How to check for unreadable OCRed text with NLTK

Question

Using n-grams is probably your best option. You can use google n-grams, or you can use n-grams built into nltk. The idea is to create a language model and see what probability any given sentence gets. You can define a probability threshold, and all sentences with scores below it are removed. Any reasonable language model will give a very low score for the example sentence.

If you think that some words may be only slightly corrupted, you may try spelling correction before testing with the n-grams.

EDIT: here is some sample nltk code for doing this:

import math
from nltk import NgramModel
from nltk.corpus import brown
from nltk.util import ngrams
from nltk.probability import LidstoneProbDist

n = 2
est = lambda fdist, bins: LidstoneProbDist(fdist, 0.2)
lm = NgramModel(n, brown.words(categories='news'), estimator=est)

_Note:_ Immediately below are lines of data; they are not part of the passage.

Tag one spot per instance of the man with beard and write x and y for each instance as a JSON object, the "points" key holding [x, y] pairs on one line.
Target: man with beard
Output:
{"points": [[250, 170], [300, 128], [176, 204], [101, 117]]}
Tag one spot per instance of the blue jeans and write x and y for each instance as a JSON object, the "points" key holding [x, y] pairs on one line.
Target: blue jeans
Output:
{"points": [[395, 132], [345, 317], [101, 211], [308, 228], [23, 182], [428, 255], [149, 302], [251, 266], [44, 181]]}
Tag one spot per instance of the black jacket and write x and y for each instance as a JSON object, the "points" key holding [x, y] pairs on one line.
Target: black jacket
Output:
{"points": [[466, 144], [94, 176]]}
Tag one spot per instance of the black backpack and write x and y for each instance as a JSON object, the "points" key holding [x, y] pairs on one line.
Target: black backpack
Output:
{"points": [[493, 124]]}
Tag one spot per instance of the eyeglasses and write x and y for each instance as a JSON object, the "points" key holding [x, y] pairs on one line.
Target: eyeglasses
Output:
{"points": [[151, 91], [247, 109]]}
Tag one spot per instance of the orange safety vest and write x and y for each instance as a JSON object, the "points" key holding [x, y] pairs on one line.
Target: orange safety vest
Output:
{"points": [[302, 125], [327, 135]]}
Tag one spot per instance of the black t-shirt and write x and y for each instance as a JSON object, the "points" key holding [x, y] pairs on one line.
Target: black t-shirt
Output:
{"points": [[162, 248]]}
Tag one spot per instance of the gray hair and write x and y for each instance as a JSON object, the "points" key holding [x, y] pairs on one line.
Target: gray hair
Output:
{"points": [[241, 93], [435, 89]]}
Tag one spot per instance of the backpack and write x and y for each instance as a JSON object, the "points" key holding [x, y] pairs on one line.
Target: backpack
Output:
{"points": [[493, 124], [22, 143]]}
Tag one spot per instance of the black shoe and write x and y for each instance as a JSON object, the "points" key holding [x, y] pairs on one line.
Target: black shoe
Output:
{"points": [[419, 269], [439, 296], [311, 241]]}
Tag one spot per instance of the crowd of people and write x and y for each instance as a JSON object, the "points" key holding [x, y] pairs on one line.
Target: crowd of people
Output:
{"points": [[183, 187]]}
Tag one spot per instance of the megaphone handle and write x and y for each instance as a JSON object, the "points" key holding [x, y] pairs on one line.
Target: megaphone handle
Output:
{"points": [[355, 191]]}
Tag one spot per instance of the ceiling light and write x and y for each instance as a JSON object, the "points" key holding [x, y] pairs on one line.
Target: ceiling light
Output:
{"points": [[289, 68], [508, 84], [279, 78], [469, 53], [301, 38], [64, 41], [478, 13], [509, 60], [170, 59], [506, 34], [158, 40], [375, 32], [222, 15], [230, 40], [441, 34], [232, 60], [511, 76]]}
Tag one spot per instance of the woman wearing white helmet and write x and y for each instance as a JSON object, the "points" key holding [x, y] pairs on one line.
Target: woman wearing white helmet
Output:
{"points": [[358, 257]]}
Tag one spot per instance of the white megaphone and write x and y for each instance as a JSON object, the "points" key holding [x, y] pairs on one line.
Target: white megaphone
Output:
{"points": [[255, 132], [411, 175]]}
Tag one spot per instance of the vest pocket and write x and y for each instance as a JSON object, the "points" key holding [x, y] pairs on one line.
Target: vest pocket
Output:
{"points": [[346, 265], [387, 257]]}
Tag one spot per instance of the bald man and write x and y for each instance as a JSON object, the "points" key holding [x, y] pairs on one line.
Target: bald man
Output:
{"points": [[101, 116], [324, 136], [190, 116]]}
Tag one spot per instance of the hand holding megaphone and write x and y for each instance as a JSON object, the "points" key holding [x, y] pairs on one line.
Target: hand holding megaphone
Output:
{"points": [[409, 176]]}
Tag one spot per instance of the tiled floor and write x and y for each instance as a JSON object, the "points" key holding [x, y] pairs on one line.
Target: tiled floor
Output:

def sentenceprob(sentence):
    bigrams = ngrams(sentence.split(), n)
    sentence = sentence.lower()
    tot = 0
    for grams in bigrams:
        score = lm.logprob(grams[-1], grams[:-1])
        tot += score
    return tot

sentence1 = "This is a standard English sentence"
sentence2 = "oomfi ow Ba wmnondmam BE wBwHo<oBoBm. Bowman as: Ham: 8 ooww om $5"

print sentenceprob(sentence1)
print sentenceprob(sentence2)

The results look like:

>>> python lmtest.py
  42.7436688972
  158.850086668

Lower is better. (Of course, you can play with the parameters).